La recette des boulettes de viande réussie tient à un équilibre simple mais exigeant : une farce souple, une saisie franche et une sauce tomate qui enrobe sans étouffer. Cette version s’inscrit dans une logique de cuisine familiale française, avec des gestes accessibles et un résultat généreux, proche de ce que l’on retrouve dans les meilleures tables de maison. En croisant les repères donnés par Marmiton avec une pratique de cuisson plus précise, on obtient des boulettes moelleuses, bien assaisonnées et capables de rester juteuses jusqu’au service.
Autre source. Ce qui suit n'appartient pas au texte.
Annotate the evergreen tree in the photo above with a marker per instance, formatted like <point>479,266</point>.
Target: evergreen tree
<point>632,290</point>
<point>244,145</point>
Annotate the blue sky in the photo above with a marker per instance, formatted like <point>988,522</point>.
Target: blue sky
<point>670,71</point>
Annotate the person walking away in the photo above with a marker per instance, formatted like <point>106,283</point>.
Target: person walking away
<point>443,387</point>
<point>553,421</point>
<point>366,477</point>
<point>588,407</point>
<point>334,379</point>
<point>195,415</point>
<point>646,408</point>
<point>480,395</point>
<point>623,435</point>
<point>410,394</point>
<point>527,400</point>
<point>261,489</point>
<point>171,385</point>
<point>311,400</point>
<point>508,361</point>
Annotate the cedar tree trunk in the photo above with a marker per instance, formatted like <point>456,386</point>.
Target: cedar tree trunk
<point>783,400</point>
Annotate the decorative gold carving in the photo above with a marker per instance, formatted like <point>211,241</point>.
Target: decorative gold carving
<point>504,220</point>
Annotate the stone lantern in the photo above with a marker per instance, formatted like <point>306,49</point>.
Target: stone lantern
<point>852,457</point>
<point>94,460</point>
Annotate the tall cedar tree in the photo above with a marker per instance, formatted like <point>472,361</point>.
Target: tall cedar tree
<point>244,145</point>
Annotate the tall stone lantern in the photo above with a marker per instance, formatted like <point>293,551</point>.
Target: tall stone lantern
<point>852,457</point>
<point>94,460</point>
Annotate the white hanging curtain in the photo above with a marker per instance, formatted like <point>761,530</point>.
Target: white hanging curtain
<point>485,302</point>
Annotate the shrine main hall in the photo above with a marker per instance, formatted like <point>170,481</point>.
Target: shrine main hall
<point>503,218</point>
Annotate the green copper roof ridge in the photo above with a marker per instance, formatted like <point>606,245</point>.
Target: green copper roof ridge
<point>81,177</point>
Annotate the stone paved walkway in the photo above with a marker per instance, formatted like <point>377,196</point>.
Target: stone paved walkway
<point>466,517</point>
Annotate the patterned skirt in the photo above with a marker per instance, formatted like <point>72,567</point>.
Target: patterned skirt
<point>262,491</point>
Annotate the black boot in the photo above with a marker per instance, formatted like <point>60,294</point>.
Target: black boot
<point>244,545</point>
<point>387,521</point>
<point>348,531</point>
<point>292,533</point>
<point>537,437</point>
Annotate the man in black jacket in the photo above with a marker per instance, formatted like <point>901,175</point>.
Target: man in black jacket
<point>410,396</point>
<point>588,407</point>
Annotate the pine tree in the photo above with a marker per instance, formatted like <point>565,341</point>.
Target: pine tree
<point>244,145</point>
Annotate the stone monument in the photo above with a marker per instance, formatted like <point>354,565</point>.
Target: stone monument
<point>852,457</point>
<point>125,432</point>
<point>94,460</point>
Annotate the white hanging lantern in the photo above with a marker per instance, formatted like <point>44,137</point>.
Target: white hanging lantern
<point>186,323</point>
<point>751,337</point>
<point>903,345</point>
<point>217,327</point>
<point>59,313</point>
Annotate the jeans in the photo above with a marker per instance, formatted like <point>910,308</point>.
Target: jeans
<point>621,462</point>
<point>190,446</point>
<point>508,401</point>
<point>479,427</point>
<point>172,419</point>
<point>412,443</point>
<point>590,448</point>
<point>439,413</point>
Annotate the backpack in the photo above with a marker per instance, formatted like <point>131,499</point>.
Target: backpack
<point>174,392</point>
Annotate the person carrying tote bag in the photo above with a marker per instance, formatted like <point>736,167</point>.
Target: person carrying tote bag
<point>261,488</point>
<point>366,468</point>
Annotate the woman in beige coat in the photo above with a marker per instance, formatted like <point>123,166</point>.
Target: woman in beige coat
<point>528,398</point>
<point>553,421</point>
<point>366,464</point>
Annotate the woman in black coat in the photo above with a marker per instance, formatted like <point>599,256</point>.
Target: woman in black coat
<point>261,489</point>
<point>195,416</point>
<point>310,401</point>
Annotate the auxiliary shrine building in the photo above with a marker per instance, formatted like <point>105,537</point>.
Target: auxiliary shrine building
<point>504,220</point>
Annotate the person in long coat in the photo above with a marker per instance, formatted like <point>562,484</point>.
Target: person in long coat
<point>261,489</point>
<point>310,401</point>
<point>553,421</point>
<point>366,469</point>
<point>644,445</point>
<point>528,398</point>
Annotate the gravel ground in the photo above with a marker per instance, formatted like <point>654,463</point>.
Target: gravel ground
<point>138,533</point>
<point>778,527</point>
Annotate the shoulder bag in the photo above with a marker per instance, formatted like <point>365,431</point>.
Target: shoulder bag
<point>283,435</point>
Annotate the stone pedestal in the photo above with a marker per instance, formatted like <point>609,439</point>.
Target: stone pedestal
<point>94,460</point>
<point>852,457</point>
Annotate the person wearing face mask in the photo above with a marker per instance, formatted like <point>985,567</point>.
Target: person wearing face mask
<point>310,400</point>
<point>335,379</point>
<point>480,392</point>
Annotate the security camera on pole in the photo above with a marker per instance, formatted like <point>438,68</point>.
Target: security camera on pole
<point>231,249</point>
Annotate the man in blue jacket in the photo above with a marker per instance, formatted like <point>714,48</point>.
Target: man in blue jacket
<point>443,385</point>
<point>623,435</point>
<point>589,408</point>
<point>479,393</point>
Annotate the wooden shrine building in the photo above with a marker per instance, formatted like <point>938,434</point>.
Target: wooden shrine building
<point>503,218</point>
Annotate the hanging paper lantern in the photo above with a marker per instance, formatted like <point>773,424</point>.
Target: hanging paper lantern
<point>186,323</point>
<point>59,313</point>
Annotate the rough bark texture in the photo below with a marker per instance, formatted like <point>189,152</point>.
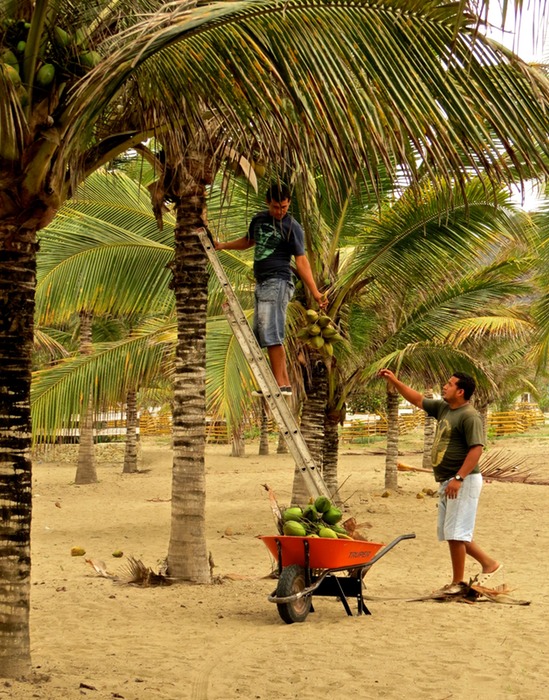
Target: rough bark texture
<point>86,472</point>
<point>264,430</point>
<point>187,553</point>
<point>391,467</point>
<point>331,455</point>
<point>238,448</point>
<point>281,447</point>
<point>482,408</point>
<point>428,434</point>
<point>130,452</point>
<point>312,427</point>
<point>17,287</point>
Si vous aimez les plats complets, allez aussi voir notre sélection de plats de viande et notre univers de cuisine française, où la sauce, le fondant et la convivialité restent les trois priorités à table.

La texture se construit dès le mélange : le bœuf apporte la mâche, la chair à saucisse ajoute le gras utile, la mie de pain trempée dans le lait retient les sucs et l’œuf lie sans durcir. C’est le détail qui différencie une boulette simplement correcte d’une boulette vraiment tendre. Une autre clé tient dans la cuisson en deux temps : on colore d’abord pour créer des arômes, puis on termine dans la sauce afin que l’intérieur reste souple. Cette méthode, très proche des bonnes pratiques observées chez 750g, fonctionne particulièrement bien pour un dîner du soir. Pour prolonger cette logique technique, notre dossier sur la cuisson en casserole aide à mieux gérer la réduction de la sauce et la diffusion régulière de la chaleur.

Au service, ces boulettes de viande savent tout faire : elles accompagnent aussi bien une purée maison, des pâtes fraîches, un riz pilaf qu’une poêlée de haricots verts. La sauce doit rester courte, brillante et légèrement nappante, avec une acidité maîtrisée par la cuisson lente de la tomate et la douceur de l’oignon. Quelques olives et un peu de basilic frais suffisent à réveiller l’ensemble sans faire basculer la recette vers autre chose. Si vous aimez comprendre les ingrédients jusque dans leur rôle aromatique, la page de Wikipédia sur le basilic rappelle pourquoi cette herbe fonctionne si bien avec les préparations tomatées. Ici, elle reste en finition, pour garder un parfum net, vert et très appétissant.

Cette recette est pensée pour être fiable, rentable et réutilisable. Elle se prépare sans matériel compliqué, supporte très bien une avance de quelques heures et donne d’excellents résultats en batch cooking, ce qui la rend idéale pour une organisation domestique sérieuse. Les boulettes peuvent être façonnées à l’avance, gardées au frais, puis saisies au dernier moment, ou même cuites entièrement puis réchauffées doucement le lendemain. On obtient alors un plat encore plus harmonieux, car les arômes ont eu le temps de se fondre. C’est aussi une excellente base pour varier les assaisonnements au fil des saisons, en restant sur une structure classique : viande bien travaillée, sauce concentrée, cuisson douce et finition fraîche. En somme, un vrai plat refuge, précis sans être compliqué, généreux sans être lourd.